What we do without David Freedom Fries? Where would we get our laughs. Mcardle and Hoft take up most of our laughter, why not share the bounty?

Anonymous said...

Just to be clear, the Court was saying that there is already an annual inspection law for abortion clinics in TX. Thus, a Texas version of Gosnell would not have gotten away with his horrors for fifteen years, as he in fact did elsewhere. And so, preventing "that behavior" (ie Gosnell's, or someone like him in TX), cannot even theoretically be invoked as a reason to uphold this particular law in this State.

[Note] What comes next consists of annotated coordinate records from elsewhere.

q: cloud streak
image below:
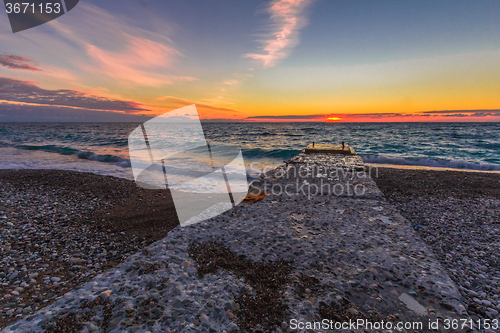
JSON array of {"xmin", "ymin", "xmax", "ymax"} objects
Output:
[
  {"xmin": 0, "ymin": 77, "xmax": 148, "ymax": 113},
  {"xmin": 245, "ymin": 0, "xmax": 312, "ymax": 68},
  {"xmin": 0, "ymin": 102, "xmax": 150, "ymax": 123},
  {"xmin": 155, "ymin": 96, "xmax": 247, "ymax": 121},
  {"xmin": 0, "ymin": 53, "xmax": 42, "ymax": 71}
]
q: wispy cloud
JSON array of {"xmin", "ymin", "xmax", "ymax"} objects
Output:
[
  {"xmin": 0, "ymin": 102, "xmax": 150, "ymax": 123},
  {"xmin": 0, "ymin": 53, "xmax": 42, "ymax": 71},
  {"xmin": 244, "ymin": 109, "xmax": 500, "ymax": 122},
  {"xmin": 245, "ymin": 0, "xmax": 312, "ymax": 68},
  {"xmin": 0, "ymin": 77, "xmax": 148, "ymax": 113},
  {"xmin": 152, "ymin": 96, "xmax": 248, "ymax": 120}
]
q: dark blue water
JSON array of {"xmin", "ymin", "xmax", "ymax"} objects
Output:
[{"xmin": 0, "ymin": 123, "xmax": 500, "ymax": 174}]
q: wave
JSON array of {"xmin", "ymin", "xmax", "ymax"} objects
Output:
[
  {"xmin": 17, "ymin": 145, "xmax": 131, "ymax": 167},
  {"xmin": 243, "ymin": 148, "xmax": 302, "ymax": 160},
  {"xmin": 361, "ymin": 155, "xmax": 500, "ymax": 171}
]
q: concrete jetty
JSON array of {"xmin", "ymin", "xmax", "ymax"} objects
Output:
[{"xmin": 2, "ymin": 145, "xmax": 472, "ymax": 332}]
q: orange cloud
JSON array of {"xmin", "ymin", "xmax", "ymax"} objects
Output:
[
  {"xmin": 149, "ymin": 96, "xmax": 248, "ymax": 120},
  {"xmin": 84, "ymin": 35, "xmax": 195, "ymax": 86},
  {"xmin": 245, "ymin": 0, "xmax": 311, "ymax": 68}
]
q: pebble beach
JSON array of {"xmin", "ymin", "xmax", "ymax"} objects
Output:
[{"xmin": 0, "ymin": 160, "xmax": 500, "ymax": 332}]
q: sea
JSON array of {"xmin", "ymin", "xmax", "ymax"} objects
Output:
[{"xmin": 0, "ymin": 122, "xmax": 500, "ymax": 180}]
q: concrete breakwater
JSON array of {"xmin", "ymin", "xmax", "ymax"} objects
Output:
[{"xmin": 2, "ymin": 145, "xmax": 471, "ymax": 332}]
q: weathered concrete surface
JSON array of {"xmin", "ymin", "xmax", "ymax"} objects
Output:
[{"xmin": 4, "ymin": 153, "xmax": 467, "ymax": 332}]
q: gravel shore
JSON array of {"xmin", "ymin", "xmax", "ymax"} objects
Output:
[
  {"xmin": 373, "ymin": 168, "xmax": 500, "ymax": 320},
  {"xmin": 2, "ymin": 154, "xmax": 478, "ymax": 332},
  {"xmin": 0, "ymin": 170, "xmax": 178, "ymax": 328}
]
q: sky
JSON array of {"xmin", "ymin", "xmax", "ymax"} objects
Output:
[{"xmin": 0, "ymin": 0, "xmax": 500, "ymax": 122}]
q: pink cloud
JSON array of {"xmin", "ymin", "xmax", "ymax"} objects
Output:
[
  {"xmin": 245, "ymin": 0, "xmax": 311, "ymax": 68},
  {"xmin": 0, "ymin": 53, "xmax": 41, "ymax": 71},
  {"xmin": 83, "ymin": 35, "xmax": 195, "ymax": 86}
]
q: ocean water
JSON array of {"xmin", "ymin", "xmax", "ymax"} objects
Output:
[{"xmin": 0, "ymin": 123, "xmax": 500, "ymax": 179}]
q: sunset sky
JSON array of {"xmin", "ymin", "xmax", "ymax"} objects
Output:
[{"xmin": 0, "ymin": 0, "xmax": 500, "ymax": 122}]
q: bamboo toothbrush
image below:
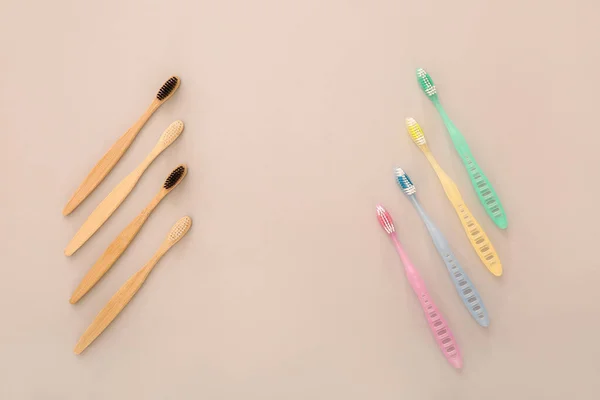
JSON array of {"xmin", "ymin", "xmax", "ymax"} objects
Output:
[
  {"xmin": 63, "ymin": 76, "xmax": 181, "ymax": 215},
  {"xmin": 69, "ymin": 165, "xmax": 187, "ymax": 304},
  {"xmin": 417, "ymin": 68, "xmax": 508, "ymax": 229},
  {"xmin": 74, "ymin": 217, "xmax": 192, "ymax": 354},
  {"xmin": 65, "ymin": 121, "xmax": 183, "ymax": 256},
  {"xmin": 377, "ymin": 205, "xmax": 462, "ymax": 368},
  {"xmin": 406, "ymin": 118, "xmax": 502, "ymax": 276},
  {"xmin": 395, "ymin": 168, "xmax": 490, "ymax": 327}
]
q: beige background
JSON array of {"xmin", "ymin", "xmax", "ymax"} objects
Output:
[{"xmin": 0, "ymin": 0, "xmax": 600, "ymax": 400}]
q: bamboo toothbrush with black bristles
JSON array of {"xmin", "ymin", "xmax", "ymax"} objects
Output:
[
  {"xmin": 63, "ymin": 76, "xmax": 181, "ymax": 215},
  {"xmin": 65, "ymin": 121, "xmax": 183, "ymax": 256},
  {"xmin": 74, "ymin": 217, "xmax": 192, "ymax": 354},
  {"xmin": 69, "ymin": 165, "xmax": 188, "ymax": 304}
]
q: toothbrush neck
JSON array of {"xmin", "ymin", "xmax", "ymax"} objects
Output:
[
  {"xmin": 392, "ymin": 233, "xmax": 411, "ymax": 268},
  {"xmin": 408, "ymin": 194, "xmax": 423, "ymax": 211}
]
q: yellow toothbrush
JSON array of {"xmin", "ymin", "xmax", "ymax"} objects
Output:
[{"xmin": 406, "ymin": 118, "xmax": 502, "ymax": 276}]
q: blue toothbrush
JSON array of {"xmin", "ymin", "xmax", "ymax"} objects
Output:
[{"xmin": 396, "ymin": 168, "xmax": 490, "ymax": 327}]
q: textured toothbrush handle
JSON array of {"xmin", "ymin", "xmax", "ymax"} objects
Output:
[
  {"xmin": 460, "ymin": 146, "xmax": 508, "ymax": 229},
  {"xmin": 63, "ymin": 101, "xmax": 160, "ymax": 215},
  {"xmin": 405, "ymin": 264, "xmax": 462, "ymax": 368},
  {"xmin": 417, "ymin": 203, "xmax": 490, "ymax": 326},
  {"xmin": 454, "ymin": 203, "xmax": 502, "ymax": 276},
  {"xmin": 436, "ymin": 102, "xmax": 508, "ymax": 229}
]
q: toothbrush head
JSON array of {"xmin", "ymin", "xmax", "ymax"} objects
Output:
[
  {"xmin": 377, "ymin": 204, "xmax": 396, "ymax": 235},
  {"xmin": 396, "ymin": 168, "xmax": 417, "ymax": 196},
  {"xmin": 163, "ymin": 164, "xmax": 187, "ymax": 190},
  {"xmin": 417, "ymin": 68, "xmax": 437, "ymax": 99},
  {"xmin": 167, "ymin": 217, "xmax": 192, "ymax": 244},
  {"xmin": 406, "ymin": 118, "xmax": 427, "ymax": 146},
  {"xmin": 156, "ymin": 76, "xmax": 181, "ymax": 102}
]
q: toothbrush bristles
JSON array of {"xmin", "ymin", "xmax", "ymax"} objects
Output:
[
  {"xmin": 417, "ymin": 68, "xmax": 437, "ymax": 97},
  {"xmin": 377, "ymin": 205, "xmax": 396, "ymax": 235},
  {"xmin": 396, "ymin": 168, "xmax": 417, "ymax": 196}
]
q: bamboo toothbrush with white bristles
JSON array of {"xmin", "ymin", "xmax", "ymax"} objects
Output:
[
  {"xmin": 406, "ymin": 118, "xmax": 502, "ymax": 276},
  {"xmin": 74, "ymin": 217, "xmax": 192, "ymax": 354},
  {"xmin": 69, "ymin": 165, "xmax": 187, "ymax": 304},
  {"xmin": 63, "ymin": 76, "xmax": 181, "ymax": 215},
  {"xmin": 65, "ymin": 121, "xmax": 183, "ymax": 256}
]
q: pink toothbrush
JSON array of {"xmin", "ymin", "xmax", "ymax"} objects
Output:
[{"xmin": 377, "ymin": 205, "xmax": 462, "ymax": 369}]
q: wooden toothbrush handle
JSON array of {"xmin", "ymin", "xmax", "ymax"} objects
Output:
[
  {"xmin": 63, "ymin": 99, "xmax": 161, "ymax": 215},
  {"xmin": 453, "ymin": 203, "xmax": 502, "ymax": 276},
  {"xmin": 69, "ymin": 194, "xmax": 164, "ymax": 304},
  {"xmin": 74, "ymin": 256, "xmax": 160, "ymax": 354}
]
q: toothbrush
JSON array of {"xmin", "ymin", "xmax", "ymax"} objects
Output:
[
  {"xmin": 406, "ymin": 118, "xmax": 502, "ymax": 276},
  {"xmin": 69, "ymin": 165, "xmax": 187, "ymax": 304},
  {"xmin": 65, "ymin": 121, "xmax": 183, "ymax": 256},
  {"xmin": 63, "ymin": 76, "xmax": 181, "ymax": 215},
  {"xmin": 395, "ymin": 168, "xmax": 490, "ymax": 327},
  {"xmin": 417, "ymin": 68, "xmax": 508, "ymax": 229},
  {"xmin": 377, "ymin": 205, "xmax": 462, "ymax": 369},
  {"xmin": 74, "ymin": 217, "xmax": 192, "ymax": 354}
]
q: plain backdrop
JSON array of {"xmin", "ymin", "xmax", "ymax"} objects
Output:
[{"xmin": 0, "ymin": 0, "xmax": 600, "ymax": 400}]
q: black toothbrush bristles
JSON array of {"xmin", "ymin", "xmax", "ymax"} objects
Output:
[
  {"xmin": 156, "ymin": 76, "xmax": 179, "ymax": 100},
  {"xmin": 163, "ymin": 165, "xmax": 185, "ymax": 189}
]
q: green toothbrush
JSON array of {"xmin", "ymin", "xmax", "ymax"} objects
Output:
[{"xmin": 417, "ymin": 68, "xmax": 508, "ymax": 229}]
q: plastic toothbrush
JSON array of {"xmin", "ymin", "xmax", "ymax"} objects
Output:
[
  {"xmin": 377, "ymin": 205, "xmax": 462, "ymax": 369},
  {"xmin": 395, "ymin": 168, "xmax": 490, "ymax": 327},
  {"xmin": 406, "ymin": 118, "xmax": 502, "ymax": 276},
  {"xmin": 417, "ymin": 68, "xmax": 508, "ymax": 229}
]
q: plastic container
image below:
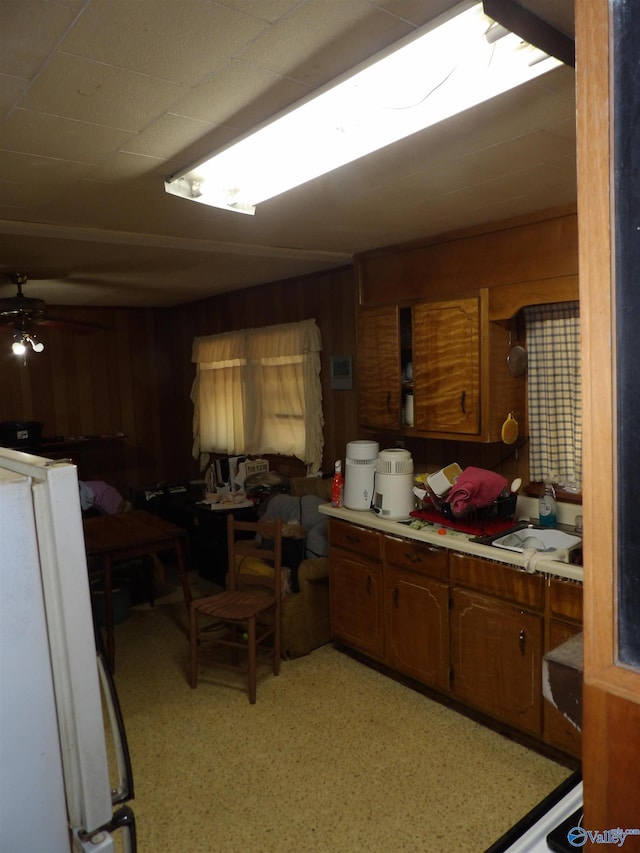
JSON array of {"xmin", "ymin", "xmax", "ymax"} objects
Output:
[
  {"xmin": 538, "ymin": 483, "xmax": 558, "ymax": 527},
  {"xmin": 0, "ymin": 421, "xmax": 43, "ymax": 451},
  {"xmin": 331, "ymin": 459, "xmax": 344, "ymax": 506}
]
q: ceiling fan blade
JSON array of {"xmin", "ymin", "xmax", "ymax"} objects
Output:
[{"xmin": 37, "ymin": 315, "xmax": 112, "ymax": 334}]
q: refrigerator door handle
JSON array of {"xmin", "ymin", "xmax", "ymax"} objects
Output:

Also, there really is a difference between abortion regulation and environmental regulation. Abortion regs touch on fundamental rights of real women, whereas environmental laws regulate economic activity, often of merely corporate "persons." The former, ie fundamental, personal rights, are protected more rigorously, and rightly so, than whatever property rights are implicated by economic regs.

Anonymous said...

The Court was NOT saying that, in all situations, once one reg is in place, all other conceivable regs are automatically redundant.

Feud Turgidson said...

fmf, with that kind of slavish adherenece to rectitudinnal correctness, you'll sure never get a job at NRO writing heavily parsed numbskullish parsimonial nonsense designed to send thrills of superiority up the sciatic nerve of Supreme White Merkin Ville.

Ten Bears said...

And justwhy was the clinic uninspected for fifteen years? Left unsaid, but it's a safe bet drowning the government in a bathtub had something to do with it.

The New York Crank said...

Forgive me for changing the subject, but what is it with the right wing and alliteration?

In my younger days it was Spiro Agnew muttering about "nattering nabobs of negativism."

And now we have David French nattering on about "ringing rejection of regulatory regimes."

Is there a school where they go to learn this stuff? Can you teach someone to be a blithering bladder of bluster? Or is it genetic?

Yours very crankily,
The New York Crank

Grung_e_Gene said...

Laws don't stop crime let's get rid of the police.

petrilli said...

And if laws are outlawed, only criminals will have laws… uh, only a good guy with a law can stop a bad guy with a law?